While we were unable to conduct the chemoselective acetylation of 6-OH in lactone 6, we found that the simple protection of the 4-OH group in 16 significantly increased the efficiency of this final acetylation. To this end, blocking the hydroxyl group at C-4 in 16 as the benzyl ether with freshly prepared silver oxide afforded 20 in 92% yield (Scheme 5). Subsequently, the hydrolytic removal of the acetonide group followed by lactonization with 50% aqueous trifluoroacetic acid provided the desired bicyclic dioxabicyclo[3.3.1]nonane lactone 21 with a satisfactory result over two reactions in one pot. 21 was subjected to the same acetylation conditions to furnish acetate 22 in a yield of 87% over two steps.
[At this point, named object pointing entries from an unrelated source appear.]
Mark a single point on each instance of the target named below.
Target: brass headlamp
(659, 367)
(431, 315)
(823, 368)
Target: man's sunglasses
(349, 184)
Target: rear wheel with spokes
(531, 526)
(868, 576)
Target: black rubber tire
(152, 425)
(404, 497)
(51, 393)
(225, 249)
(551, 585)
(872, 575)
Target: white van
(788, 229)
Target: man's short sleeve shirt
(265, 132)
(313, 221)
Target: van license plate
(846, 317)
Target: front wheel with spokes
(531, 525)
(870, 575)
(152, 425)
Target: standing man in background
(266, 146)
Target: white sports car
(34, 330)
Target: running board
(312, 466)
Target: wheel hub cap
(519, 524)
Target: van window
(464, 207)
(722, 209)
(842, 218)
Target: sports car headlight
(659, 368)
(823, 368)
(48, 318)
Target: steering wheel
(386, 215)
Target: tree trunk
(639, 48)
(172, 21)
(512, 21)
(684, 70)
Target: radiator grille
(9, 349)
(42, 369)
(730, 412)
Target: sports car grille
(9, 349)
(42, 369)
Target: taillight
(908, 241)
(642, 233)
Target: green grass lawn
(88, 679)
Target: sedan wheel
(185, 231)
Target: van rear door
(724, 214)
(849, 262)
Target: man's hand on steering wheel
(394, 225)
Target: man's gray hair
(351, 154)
The structure and stereochemistry of acetate 22 were confirmed by single-crystal X-ray diffraction analysis.¹⁴ Hydrogenolysis of 22 with a 10% Pd/C catalyst under a H₂ atmosphere provided the target (+)-protulactone B (2′) in an essentially quantitative yield.
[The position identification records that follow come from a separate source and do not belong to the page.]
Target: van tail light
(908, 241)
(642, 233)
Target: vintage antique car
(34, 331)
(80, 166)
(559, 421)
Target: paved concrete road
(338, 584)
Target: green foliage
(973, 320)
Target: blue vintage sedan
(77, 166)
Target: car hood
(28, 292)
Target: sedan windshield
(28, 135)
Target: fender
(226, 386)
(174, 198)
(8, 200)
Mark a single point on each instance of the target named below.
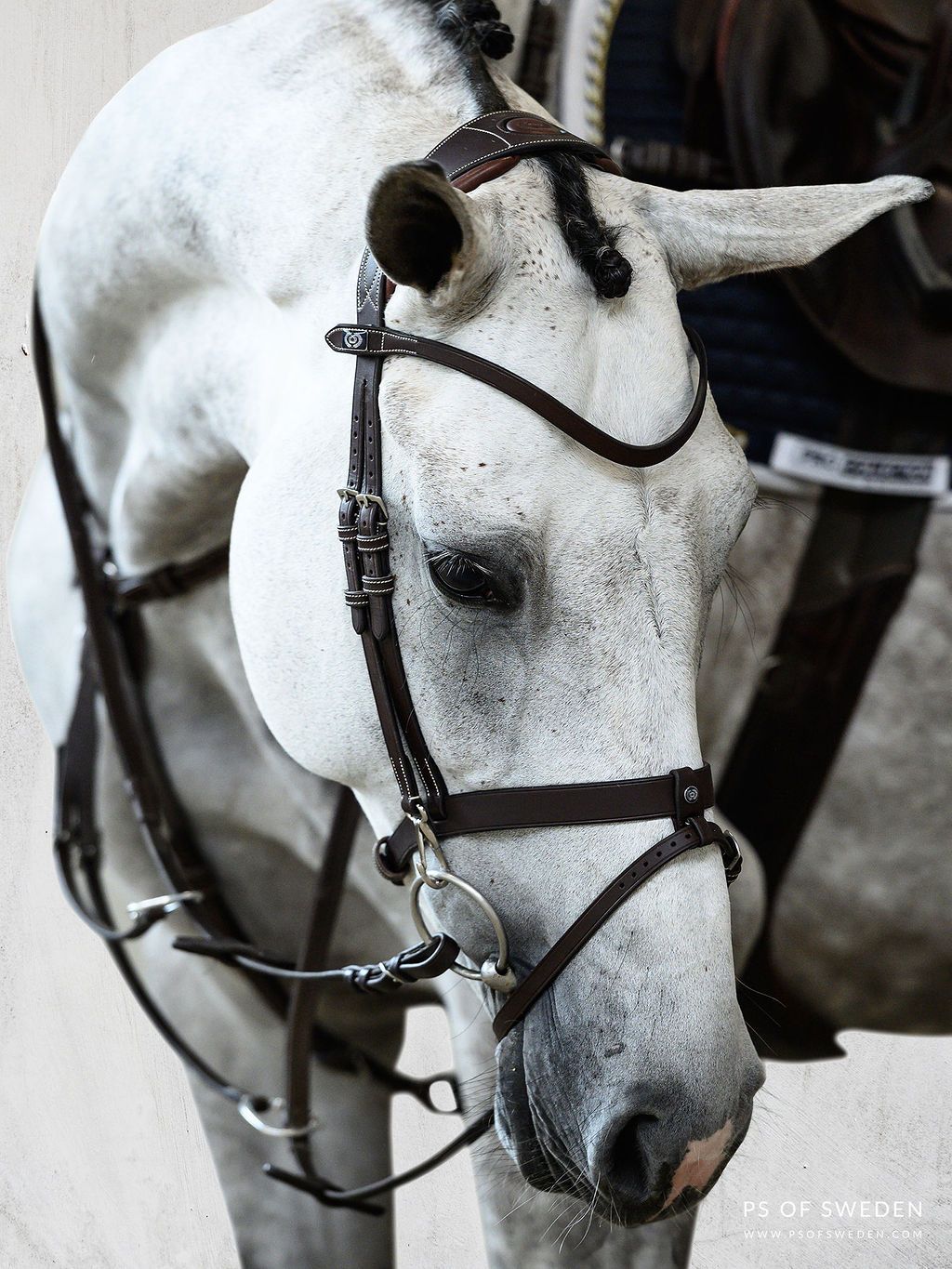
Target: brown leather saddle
(803, 91)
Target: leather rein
(112, 671)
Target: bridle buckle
(426, 839)
(364, 499)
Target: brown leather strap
(173, 579)
(677, 796)
(695, 833)
(367, 341)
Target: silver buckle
(427, 838)
(364, 499)
(164, 904)
(246, 1109)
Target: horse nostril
(625, 1167)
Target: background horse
(183, 303)
(858, 931)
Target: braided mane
(476, 30)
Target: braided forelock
(472, 27)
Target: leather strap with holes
(697, 833)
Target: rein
(476, 152)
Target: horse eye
(462, 579)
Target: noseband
(112, 671)
(469, 157)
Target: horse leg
(535, 1230)
(243, 1038)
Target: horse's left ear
(709, 235)
(423, 232)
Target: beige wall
(101, 1158)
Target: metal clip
(427, 838)
(249, 1106)
(364, 499)
(163, 904)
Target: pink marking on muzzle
(699, 1163)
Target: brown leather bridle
(469, 157)
(112, 673)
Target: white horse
(204, 237)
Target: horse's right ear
(423, 232)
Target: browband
(381, 341)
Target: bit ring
(496, 972)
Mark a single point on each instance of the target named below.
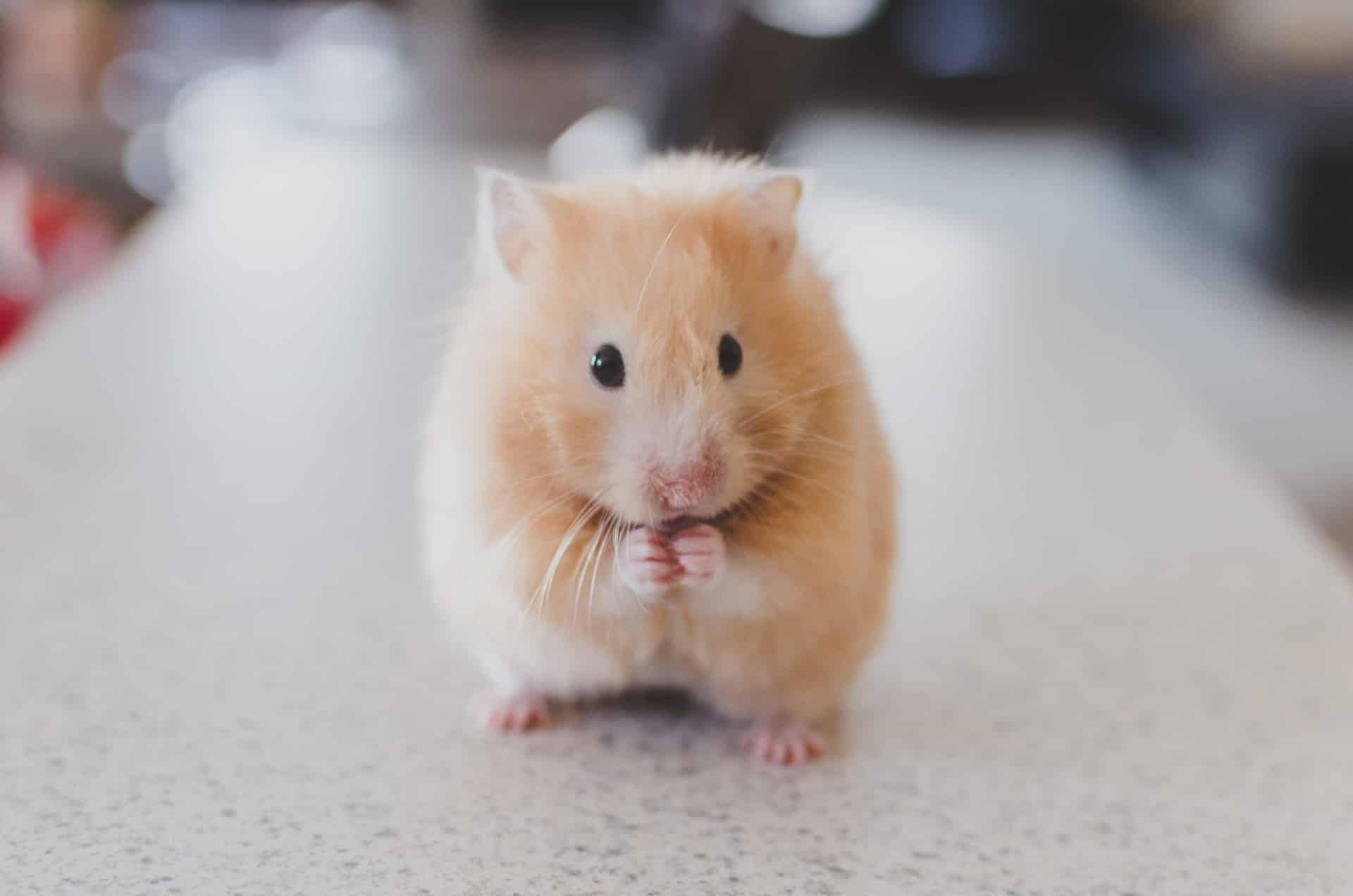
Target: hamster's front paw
(782, 740)
(513, 714)
(647, 564)
(700, 551)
Scheme 5 Synthesis of (+)-protulactone B (2′).

The ¹H and ¹³C NMR spectra of our synthetic (−)-protulactones A (1′) and (+)-B (2′) are in complete agreement with the spectra reported for these natural products (Table 1). However, the specific rotations obtained for the synthetic samples are opposite in sign to the value reported for the natural protulactones, which shows that our synthetic protulactones A (1′) and B (2′) are the enantiomers of the natural products.¹⁵

Table 1 Comparison of ¹H and ¹³C NMR data of natural and synthetic (+)-protulactone B (2′)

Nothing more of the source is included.